Mysterious Reviews, mysteries reviewed by the Hidden Staircase Mystery Books, has written a review of Wild Inferno by Sandi Ault. For our blog readers, we are printing it first here in advance of its publication on our website.
Wild Inferno by Sandi Ault
A Jamaica Wild Mystery
Berkley Prime Crime (Hardcover)
ISBN-10: 0-425-21922-4 (0425219224)
ISBN-13: 978-0-425-21922-5 (9780425219225)
Publication Date: February 2008
List Price: $23.95
Synopsis (from the publisher): Wildfire erupts on a patchwork of land including the Southern Ute Reservation, and BLM agent Jamaica Wild is called away from her normal duties to serve on the Incident Command Team. A cantankerous old man from the Ute tribe named Grampa Ned has reportedly snuck around barricades and entered an area to one side of the fire. Jamaica risks danger to go after him, but before she can find him, the fire crowns and torches through the area, forcing her to run for her life. As she escapes, Jamaica discovers a firefighter smoldering and wavering on the side of the road. The man, part of a hotshot crew that is trapped in the burn area, sputters a cryptic message to Jamaica before losing consciousness.

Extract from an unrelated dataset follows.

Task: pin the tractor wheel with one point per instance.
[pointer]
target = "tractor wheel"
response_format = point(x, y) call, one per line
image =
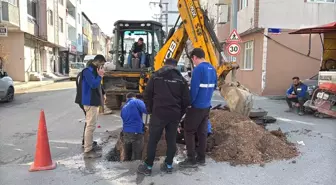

While the burned man lies comatose in a burn unit, the rest of his crew is found deep inside the black—where the fire has burned through—singed and suffering from smoke inhalation, but alive thanks to their fire shelters. The charred body of Grampa Ned is discovered nearby in the seared forest—but he has not died from the fire, but rather from a blow to the head. The FBI investigates the murder, and the agent in charge asks for Jamaica's help. The Chimney Rock Fire intensifies, threatening homes, highways, and a major power line feeding much of Southern Colorado.
Meanwhile, even as the fire threatens the high mesa on which they are encamped, a determined gathering of Puebloans, descendants of the ancient civilization that built the ruins at Chimney Rock, are doing ceremony atop the high cuesta. They refuse to evacuate because the sacred Lunar Standstill—an event that takes place every 18.6 years, when the moon rises exactly between the two spires of Chimney Rock—is about to occur. One of them is Momma Anna, Jamaica's medicine teacher from Tanoah Pueblo, who has brought Jamaica's wolf Mountain with her to Chimney Rock and into the path of danger.
Jamaica must work to ensure that the Native Americans and her beloved wolf are safe while she tries to discover what happened to both Grampa Ned and the burning man. What was Grampa Ned doing on the mountain before he was murdered—and why didn't the burning man stay with his crew? What would make them risk incineration in a wild inferno?
Review: The second mystery to feature Jamaica Wild, Wild Inferno by Sandi Ault, has the Bureau of Land Management agent traveling to Colorado to assist in battling a wildfire that has broken out on the Southern Ute Indian reservation.
Jamaica's first assignment upon arriving is to locate, and evacuate, an old Ute named Grampa Ned. Instead, she finds a badly burned firefighter whose final words before slipping into a coma are, "Save the grandmother." When Grampa Ned is later found dead, it's quickly determined that he didn't die from the fires but from a shovel to the back of the head. Now Jamaica has several puzzles on her hands: What was so important to cause Grampa Ned to rush into a firestorm, shovel in hand? Who killed him and why? And what did the downed firefighter mean when he asked her to save the grandmother?
Wild Inferno would seem to have all the elements of a terrific mystery. There's the suspenseful environment in which the story takes place (a raging and unpredictable wildfire), a murdered man (a whodunit), a mysterious plea ("save the grandmother"), and compelling characters (Jamaica herself, the Ute Indians, and in a not so minor role, Jamaica's wolf Mountain). But it is really the characters, and particularly the stories and rituals of the Utes, which make Wild Inferno a compelling novel.
With the exception of the opening and closing chapters, the wildfires aren't really a factor in the story. The whodunit aspect is also somewhat secondary; though it's mentioned that everyone hated Grampa Ned, there really aren't that many characters in the book, and most are Jamaica's colleagues, associates, or friends. With only a couple of people left, it's not too hard to figure out who killed Grampa Ned.
What's left are the characters themselves. Ault cleverly weaves a mystery plot into the tapestry that is a tale of the Ute people and their customs. At one point, in reference to a conversation with Momma Anna, a medicine woman and close friend, Jamaica says, "She spoke in riddles, gave strange instructions, and generally set me off on missions I didn't understand. As was often the case, I had absolutely no idea what she was talking about, yet I sensed she expected me to act on the information she had just imparted." The story in Wild Inferno is crafted in much the same way. It's very well done and fascinating to read.
Special thanks to Blanco and Peace for providing a copy of Wild Inferno for this review.